Франциск не отказался ни от чашечки кофе, ни от глотка коньяка, что тут же было сервировано бесшумно возникавшим и бесшумно исчезавшим мистером Робертсоном. Помешивая ложечкой густой и ароматный кофе, папа обвел глазами библиотеку, и даже издал возглас удивления, смешанного с восторгом, когда взгляд его остановился на фотографии монумента святого Франциска Ассизского.
– Сэр Артур, а вы знали, что имя Франциск я принял в честь святого Франциска?
– Конечно, Ваше Святейшество. Этот святой в нашей семье пользуется особым уважением.
Папа покивал, потом, положив ложечку на блюдце, заявил:
– Сэр Артур, что вы скажете, если мы не будем ходить вокруг да около? Мне скоро восемьдесят, и у меня нет времени на подобные бальные танцы.
– Конечно, Ваше Святейшество. Я весь внимание.
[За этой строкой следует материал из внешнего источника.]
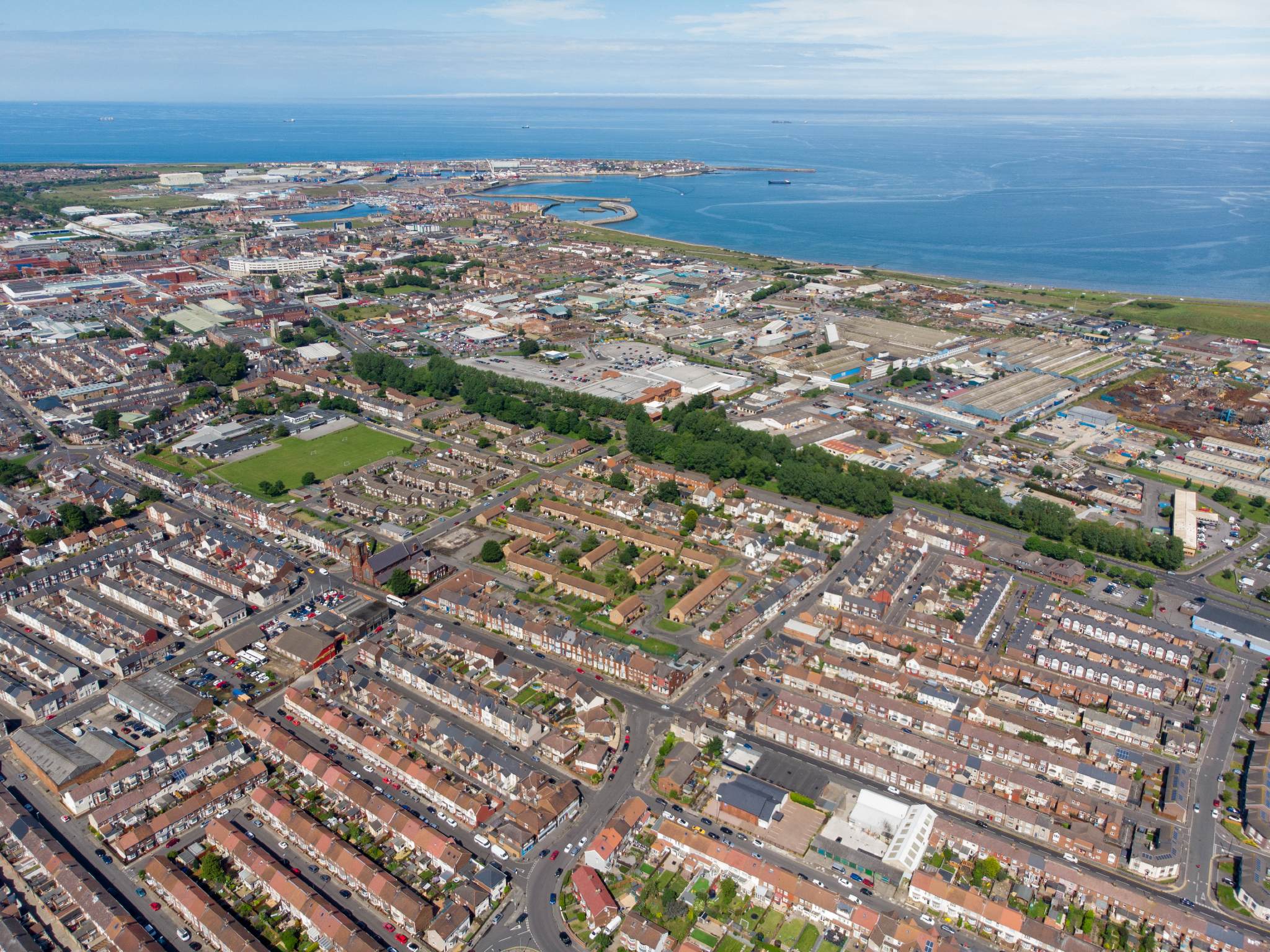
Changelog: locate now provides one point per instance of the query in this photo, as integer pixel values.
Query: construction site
(1192, 404)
– Мне известно, что документы, называемые «Крифиос», находятся у вас. – Папа поднял руку, потому что Артур уже открыл рот, собираясь ответить. – Я не приехал за ними, поверьте. Более того, все, кто пытался добыть их немыслимо грязными и преступными методами уже наказаны. Но не сами документы важны для меня, поверьте. Мне нужно знать, как всё было на самом деле. В этом смысле мне побоку даже большая политика, хотя, будучи папой римским, я не могу не думать о ней. Я был бы бесконечно счастлив и бесконечно благодарен, узнай я правду. И уж, конечно, никакой волны я не стал бы поднимать. Пилить сук, на котором сидишь – не в моих правилах. Как и пилить сучья, на которых сидят другие – вы понимаете о чем я, не так ли?